Analyzing Query plans
Post date: Aug 25, 2014 8:47:33 PM
Query plans are a right to left tree plan of nodes that are read from bottom to top with each node passing its result to the node directly above. There is one line for each node in the plan tree that represents a single operation, for example a scan, join, aggregation or sort operation. The node will identify the method used to perform the operation. For example a scan operation may perform a sequential scan or index scan. A join operation may perform a hash join or nested loop join.
The query plan will also include motion nodes. The motion operations are responsible for moving rows between segments required to process the query. The node will identify the method used to perform the motion operation for example, a redistribution motion or broadcast motion. A gather motion is when segments send the resulting rows to the master host. The last operation for most query plans will be a gather motion.
Scan operators include Seq Scan on heap tables, Append-Only Scan on row oriented AO tables, Append-Only Columnar Scan on column oriented AO tables, Index scan, and Bitmap Append-Only Row-Oriented Scan.
Join operators include hash join, nested loop join and merge join. Hash joins are typically the fastest joins in PDB. A nested loop join requires each outer tuple to be compared with each inner tuple that might join to it and requires one of the tables to be broadcasted. The nested loop join requires the broadcast of one of the tables so that all rows in one table can be compared to all rows in the other table. Nested loop joins perform well for small tables or tables limited by index use. It is also used for Cartesian joins and range joins. There are performance implications when using a nested loop join with large tables. For plan nodes that contain a nested loop join operator validate the SQL and ensure that the results are what is intended.
Poorly written or incorrect SQL is often times the primary offender affecting query performance. Also, joining two keys with different data types can result in a nested loop join. A merge join sorts both datasets and merges it together. A merge join is fast for pre-ordered data and is very rare in the real world.

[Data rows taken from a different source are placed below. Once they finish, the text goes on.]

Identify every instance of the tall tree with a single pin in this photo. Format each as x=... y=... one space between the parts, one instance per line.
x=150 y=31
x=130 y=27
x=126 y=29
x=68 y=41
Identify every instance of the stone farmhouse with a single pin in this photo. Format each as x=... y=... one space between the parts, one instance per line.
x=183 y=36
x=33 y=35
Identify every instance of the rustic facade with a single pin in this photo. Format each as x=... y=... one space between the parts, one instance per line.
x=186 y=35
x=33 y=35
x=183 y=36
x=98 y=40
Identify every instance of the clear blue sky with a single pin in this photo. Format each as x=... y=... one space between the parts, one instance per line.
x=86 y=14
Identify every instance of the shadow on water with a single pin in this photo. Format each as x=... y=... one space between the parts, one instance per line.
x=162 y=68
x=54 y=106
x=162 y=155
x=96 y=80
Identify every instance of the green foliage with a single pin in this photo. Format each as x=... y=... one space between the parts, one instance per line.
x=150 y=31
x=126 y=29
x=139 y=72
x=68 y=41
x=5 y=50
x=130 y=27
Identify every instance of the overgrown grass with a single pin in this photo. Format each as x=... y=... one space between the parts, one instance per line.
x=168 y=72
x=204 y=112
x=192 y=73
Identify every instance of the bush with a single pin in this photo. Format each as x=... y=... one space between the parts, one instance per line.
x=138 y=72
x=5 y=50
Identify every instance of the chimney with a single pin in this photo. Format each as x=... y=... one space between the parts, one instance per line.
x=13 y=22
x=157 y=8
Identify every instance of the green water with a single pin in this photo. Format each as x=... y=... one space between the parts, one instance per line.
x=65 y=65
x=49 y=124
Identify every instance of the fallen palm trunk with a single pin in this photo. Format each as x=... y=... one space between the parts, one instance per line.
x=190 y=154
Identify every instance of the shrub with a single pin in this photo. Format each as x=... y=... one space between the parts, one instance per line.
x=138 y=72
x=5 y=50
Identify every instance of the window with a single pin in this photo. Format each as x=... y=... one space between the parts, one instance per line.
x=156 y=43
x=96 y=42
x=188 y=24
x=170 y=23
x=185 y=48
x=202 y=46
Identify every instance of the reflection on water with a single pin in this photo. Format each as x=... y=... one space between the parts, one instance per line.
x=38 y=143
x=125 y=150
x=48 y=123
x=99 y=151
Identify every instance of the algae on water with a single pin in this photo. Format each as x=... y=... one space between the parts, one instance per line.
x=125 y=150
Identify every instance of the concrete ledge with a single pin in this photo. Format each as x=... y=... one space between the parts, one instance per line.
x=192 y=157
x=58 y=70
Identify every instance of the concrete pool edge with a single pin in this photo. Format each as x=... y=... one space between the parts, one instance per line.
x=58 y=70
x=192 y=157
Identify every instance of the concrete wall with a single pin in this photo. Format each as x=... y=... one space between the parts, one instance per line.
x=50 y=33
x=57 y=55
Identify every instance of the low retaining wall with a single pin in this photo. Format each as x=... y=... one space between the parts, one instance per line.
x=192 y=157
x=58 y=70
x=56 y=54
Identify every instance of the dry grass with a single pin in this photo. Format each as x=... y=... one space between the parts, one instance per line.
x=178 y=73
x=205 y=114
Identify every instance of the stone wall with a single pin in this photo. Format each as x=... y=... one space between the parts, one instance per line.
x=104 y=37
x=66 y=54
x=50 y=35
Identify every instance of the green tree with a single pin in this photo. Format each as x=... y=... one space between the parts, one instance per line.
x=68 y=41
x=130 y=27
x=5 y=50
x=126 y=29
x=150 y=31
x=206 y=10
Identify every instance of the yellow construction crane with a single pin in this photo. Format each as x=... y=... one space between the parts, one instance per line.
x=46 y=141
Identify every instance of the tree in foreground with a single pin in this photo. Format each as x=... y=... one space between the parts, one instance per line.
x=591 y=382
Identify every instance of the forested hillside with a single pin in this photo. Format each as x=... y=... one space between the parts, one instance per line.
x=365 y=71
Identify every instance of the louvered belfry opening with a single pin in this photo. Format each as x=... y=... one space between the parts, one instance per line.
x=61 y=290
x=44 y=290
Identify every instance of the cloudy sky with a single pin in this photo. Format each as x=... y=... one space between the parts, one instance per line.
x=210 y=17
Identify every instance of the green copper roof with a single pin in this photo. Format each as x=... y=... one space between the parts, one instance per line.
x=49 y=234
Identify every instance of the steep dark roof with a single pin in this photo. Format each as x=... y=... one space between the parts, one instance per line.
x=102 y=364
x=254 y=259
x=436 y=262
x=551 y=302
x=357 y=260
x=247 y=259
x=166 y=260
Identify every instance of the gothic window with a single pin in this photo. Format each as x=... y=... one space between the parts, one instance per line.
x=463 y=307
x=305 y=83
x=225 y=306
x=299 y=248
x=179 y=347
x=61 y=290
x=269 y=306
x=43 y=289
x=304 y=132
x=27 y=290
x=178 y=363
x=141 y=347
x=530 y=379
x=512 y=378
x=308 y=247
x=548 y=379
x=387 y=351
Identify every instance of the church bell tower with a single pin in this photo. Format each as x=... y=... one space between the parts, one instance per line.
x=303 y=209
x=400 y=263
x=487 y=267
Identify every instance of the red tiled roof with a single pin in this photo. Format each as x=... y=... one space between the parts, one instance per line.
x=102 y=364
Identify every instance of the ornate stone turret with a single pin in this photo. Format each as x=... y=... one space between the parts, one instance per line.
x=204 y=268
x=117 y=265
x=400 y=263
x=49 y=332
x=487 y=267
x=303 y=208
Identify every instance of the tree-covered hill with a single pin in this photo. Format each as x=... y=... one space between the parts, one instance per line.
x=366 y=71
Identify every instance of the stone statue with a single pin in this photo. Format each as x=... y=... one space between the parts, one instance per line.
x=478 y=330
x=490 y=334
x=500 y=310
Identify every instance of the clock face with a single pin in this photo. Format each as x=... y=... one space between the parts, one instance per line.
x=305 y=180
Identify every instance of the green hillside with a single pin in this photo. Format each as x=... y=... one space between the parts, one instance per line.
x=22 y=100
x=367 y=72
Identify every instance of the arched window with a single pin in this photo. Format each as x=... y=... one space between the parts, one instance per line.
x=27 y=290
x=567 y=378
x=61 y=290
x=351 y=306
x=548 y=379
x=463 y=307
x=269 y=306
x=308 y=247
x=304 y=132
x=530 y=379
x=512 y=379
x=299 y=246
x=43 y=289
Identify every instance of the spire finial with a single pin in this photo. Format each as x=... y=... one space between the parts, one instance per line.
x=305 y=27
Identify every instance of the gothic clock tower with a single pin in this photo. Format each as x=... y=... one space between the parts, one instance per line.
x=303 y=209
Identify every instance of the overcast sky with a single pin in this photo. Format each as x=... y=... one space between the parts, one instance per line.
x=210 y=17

Motion operators include broadcast motion, redistribute motion and gather motion. In a broadcast motion every segment performs a broadcast (or sends) its own, individual rows to all other segments. This will result in every segment instance having its own complete and local copy of the entire table.
A broadcast motion may not be as optimal as a redistribute motion therefore the optimizer typically only selects a broadcast motion for small tables. A broadcast motion is not acceptable for large tables. In the case where data was not distributed on the join key, a dynamic redistribution of the needed rows from one of the tables to another segment will be performed.

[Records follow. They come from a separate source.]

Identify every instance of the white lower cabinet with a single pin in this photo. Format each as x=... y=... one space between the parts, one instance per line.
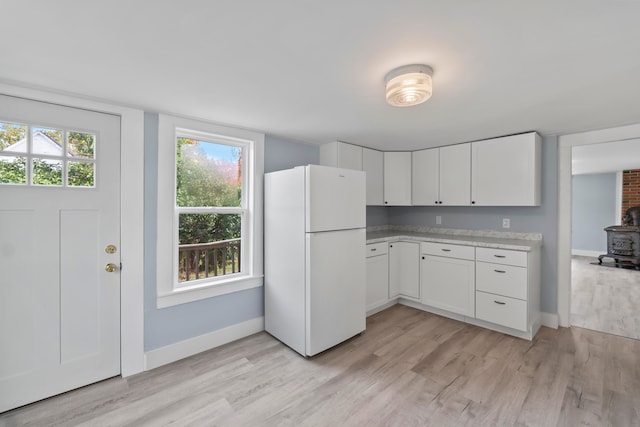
x=492 y=288
x=377 y=275
x=508 y=288
x=447 y=278
x=404 y=270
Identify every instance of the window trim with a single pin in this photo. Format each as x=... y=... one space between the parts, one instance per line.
x=169 y=291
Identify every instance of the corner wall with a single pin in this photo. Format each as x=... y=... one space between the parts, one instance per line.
x=537 y=219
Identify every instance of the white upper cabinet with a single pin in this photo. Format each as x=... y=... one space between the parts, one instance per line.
x=507 y=171
x=397 y=178
x=373 y=165
x=442 y=176
x=455 y=175
x=348 y=156
x=425 y=170
x=341 y=155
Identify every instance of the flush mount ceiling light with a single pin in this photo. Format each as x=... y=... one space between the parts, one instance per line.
x=409 y=85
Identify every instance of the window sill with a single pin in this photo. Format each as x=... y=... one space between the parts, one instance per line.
x=209 y=290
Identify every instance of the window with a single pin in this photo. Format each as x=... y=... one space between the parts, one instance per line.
x=210 y=225
x=41 y=156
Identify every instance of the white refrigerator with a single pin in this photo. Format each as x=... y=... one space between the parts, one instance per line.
x=314 y=224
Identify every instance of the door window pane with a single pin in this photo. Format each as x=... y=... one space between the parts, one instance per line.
x=209 y=245
x=47 y=172
x=208 y=174
x=81 y=144
x=13 y=170
x=80 y=174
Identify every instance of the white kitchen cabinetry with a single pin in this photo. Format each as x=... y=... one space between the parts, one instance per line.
x=506 y=171
x=442 y=176
x=373 y=165
x=377 y=275
x=341 y=155
x=404 y=270
x=508 y=288
x=447 y=277
x=397 y=178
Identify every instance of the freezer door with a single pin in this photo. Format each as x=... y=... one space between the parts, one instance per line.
x=335 y=288
x=336 y=199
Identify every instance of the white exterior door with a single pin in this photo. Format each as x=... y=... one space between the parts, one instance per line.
x=59 y=210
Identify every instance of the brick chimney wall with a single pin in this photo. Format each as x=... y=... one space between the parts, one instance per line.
x=630 y=189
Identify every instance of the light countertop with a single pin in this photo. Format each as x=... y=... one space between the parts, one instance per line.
x=479 y=238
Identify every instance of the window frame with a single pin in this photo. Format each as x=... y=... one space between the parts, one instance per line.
x=169 y=290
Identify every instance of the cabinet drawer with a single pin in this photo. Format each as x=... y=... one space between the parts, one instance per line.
x=374 y=249
x=501 y=279
x=509 y=312
x=447 y=250
x=502 y=256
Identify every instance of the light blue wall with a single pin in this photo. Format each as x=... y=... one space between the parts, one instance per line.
x=539 y=219
x=177 y=323
x=593 y=207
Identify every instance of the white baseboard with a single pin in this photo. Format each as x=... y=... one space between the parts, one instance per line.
x=582 y=252
x=550 y=320
x=173 y=352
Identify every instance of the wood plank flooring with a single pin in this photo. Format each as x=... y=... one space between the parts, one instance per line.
x=410 y=368
x=605 y=299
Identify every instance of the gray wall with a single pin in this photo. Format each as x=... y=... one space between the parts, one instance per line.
x=539 y=219
x=177 y=323
x=282 y=154
x=593 y=207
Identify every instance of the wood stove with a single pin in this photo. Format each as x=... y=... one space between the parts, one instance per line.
x=623 y=241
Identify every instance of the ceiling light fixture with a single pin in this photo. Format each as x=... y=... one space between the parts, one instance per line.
x=409 y=85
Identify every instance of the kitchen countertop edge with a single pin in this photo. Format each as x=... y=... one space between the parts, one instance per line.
x=487 y=239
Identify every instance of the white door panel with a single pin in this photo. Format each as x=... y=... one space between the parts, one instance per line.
x=335 y=199
x=335 y=288
x=59 y=308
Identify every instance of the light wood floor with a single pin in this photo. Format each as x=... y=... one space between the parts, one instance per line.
x=410 y=368
x=605 y=299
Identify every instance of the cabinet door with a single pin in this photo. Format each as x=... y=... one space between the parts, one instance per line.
x=377 y=281
x=349 y=156
x=425 y=173
x=341 y=155
x=455 y=175
x=373 y=165
x=506 y=171
x=397 y=178
x=448 y=284
x=404 y=269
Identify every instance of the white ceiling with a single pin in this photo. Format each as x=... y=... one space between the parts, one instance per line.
x=314 y=71
x=606 y=157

A gather motion is the last operation for most query plans.
To analyze query plans first identify plan nodes where the estimated cost to perform the operation is very high. Determine if the estimated number of rows seems reasonable and the cost relative to the number of rows for the operation performed.
If using partitioning validate that partition elimination is achieved. To achieve partition elimination the query predicate (WHERE clause) must be the same as the partitioning criteria. It is also important to note in order to eliminate partitions the WHERE clause must contain an explicit value.

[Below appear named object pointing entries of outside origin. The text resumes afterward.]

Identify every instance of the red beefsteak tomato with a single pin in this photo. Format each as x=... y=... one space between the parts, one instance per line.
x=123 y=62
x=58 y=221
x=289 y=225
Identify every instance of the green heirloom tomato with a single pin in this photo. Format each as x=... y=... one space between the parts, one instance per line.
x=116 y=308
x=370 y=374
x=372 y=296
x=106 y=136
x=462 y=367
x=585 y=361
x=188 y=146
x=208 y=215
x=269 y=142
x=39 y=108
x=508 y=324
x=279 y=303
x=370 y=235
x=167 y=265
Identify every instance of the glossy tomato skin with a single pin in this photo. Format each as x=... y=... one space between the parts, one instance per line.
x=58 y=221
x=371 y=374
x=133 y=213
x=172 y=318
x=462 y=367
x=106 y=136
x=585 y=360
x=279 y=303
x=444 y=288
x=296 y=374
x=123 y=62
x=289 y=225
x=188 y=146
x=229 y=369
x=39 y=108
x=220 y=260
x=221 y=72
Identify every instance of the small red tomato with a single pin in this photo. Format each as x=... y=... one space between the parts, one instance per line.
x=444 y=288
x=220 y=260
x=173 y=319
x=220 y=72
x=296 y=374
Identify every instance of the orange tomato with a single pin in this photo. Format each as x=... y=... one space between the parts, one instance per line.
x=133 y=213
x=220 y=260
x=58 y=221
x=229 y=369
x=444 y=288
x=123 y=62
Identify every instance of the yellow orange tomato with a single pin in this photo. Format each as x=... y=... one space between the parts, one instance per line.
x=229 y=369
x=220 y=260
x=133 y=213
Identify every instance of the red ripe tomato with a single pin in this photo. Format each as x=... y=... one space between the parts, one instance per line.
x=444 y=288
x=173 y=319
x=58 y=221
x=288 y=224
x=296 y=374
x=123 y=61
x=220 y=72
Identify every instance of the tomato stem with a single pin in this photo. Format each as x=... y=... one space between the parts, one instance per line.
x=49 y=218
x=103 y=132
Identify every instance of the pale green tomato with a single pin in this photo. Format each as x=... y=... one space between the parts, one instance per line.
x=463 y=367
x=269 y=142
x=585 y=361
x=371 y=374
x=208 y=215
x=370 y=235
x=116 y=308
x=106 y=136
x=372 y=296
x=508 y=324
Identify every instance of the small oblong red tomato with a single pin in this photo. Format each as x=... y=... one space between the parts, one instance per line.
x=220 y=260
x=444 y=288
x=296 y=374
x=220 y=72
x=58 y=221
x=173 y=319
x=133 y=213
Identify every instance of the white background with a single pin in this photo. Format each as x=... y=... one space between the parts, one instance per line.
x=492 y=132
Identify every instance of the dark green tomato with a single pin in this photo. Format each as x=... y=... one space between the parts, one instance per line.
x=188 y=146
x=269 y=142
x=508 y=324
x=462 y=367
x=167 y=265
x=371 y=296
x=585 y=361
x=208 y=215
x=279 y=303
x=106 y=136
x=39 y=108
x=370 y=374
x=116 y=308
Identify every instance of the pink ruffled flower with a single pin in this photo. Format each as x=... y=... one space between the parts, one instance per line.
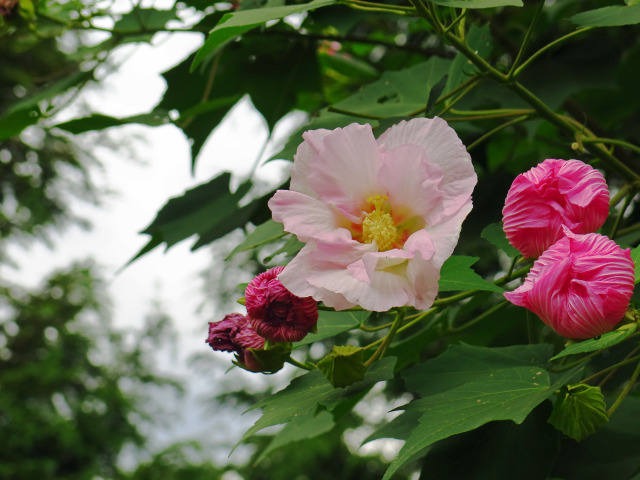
x=580 y=287
x=379 y=217
x=553 y=194
x=275 y=313
x=234 y=334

The WHERE clause cannot contain a subquery if partitions are to be eliminated.
Review the execution order of the query plan tree. Review the estimated number of rows. We want the execution order to build on the smaller tables or hash join result and probe with larger tables.
Optimally the largest table is used for the final join or probe to reduce the number of rows being passed up the tree to the topmost plan nodes. If the analysis reveals that the order of execution builds and/or probes is not optimal ensure that database statistics are up to date. Running
ANALYZE will likely address this and produce an optimal query plan.
Identify plan nodes where a sort or aggregate operation is performed. Hidden inside an aggregate operation is sort. If the sort or aggregate operation involves a large number of rows there is opportunity to improve query performance. A HashAggregate operation is preferred over sort and aggregate operations when a large number of rows are required to be sorted. Usually a sort operation is chosen by the optimizer due to the SQL construct, that is, due to the way the SQL is written. Most sort operations can be replaced with a HashAgg if the query is rewritten. To favor a HashAggregate operation over a sort and aggregate operation ensure the enable_groupagg GUC is set to ON.
Eliminate large table broadcast motions for redistribute motions. If the number of rows is large then consider using the gp_segments_for_planner GUC to increase the cost of the motion. This sets the number of primary segments for the planner to assume in its cost and size estimates. If gp_segments_for_planner is set to zero (0) the default, then the value used is the actual number of primary segments. This variable affects the query planner’s estimates of the number of rows handled by each sending and receiving process in motion operators. Increasing the number of primary segments will increase the cost of the motion thereby favoring a redistribute motion over a broadcast motion. For example, setting gp_segments_for_planner = 100000 tells the planner that there are 100000 segments. Conversely to influence the optimizer to broadcast a table and not redistribute it, set gp_segments_for_planner to a low number, for example two (2).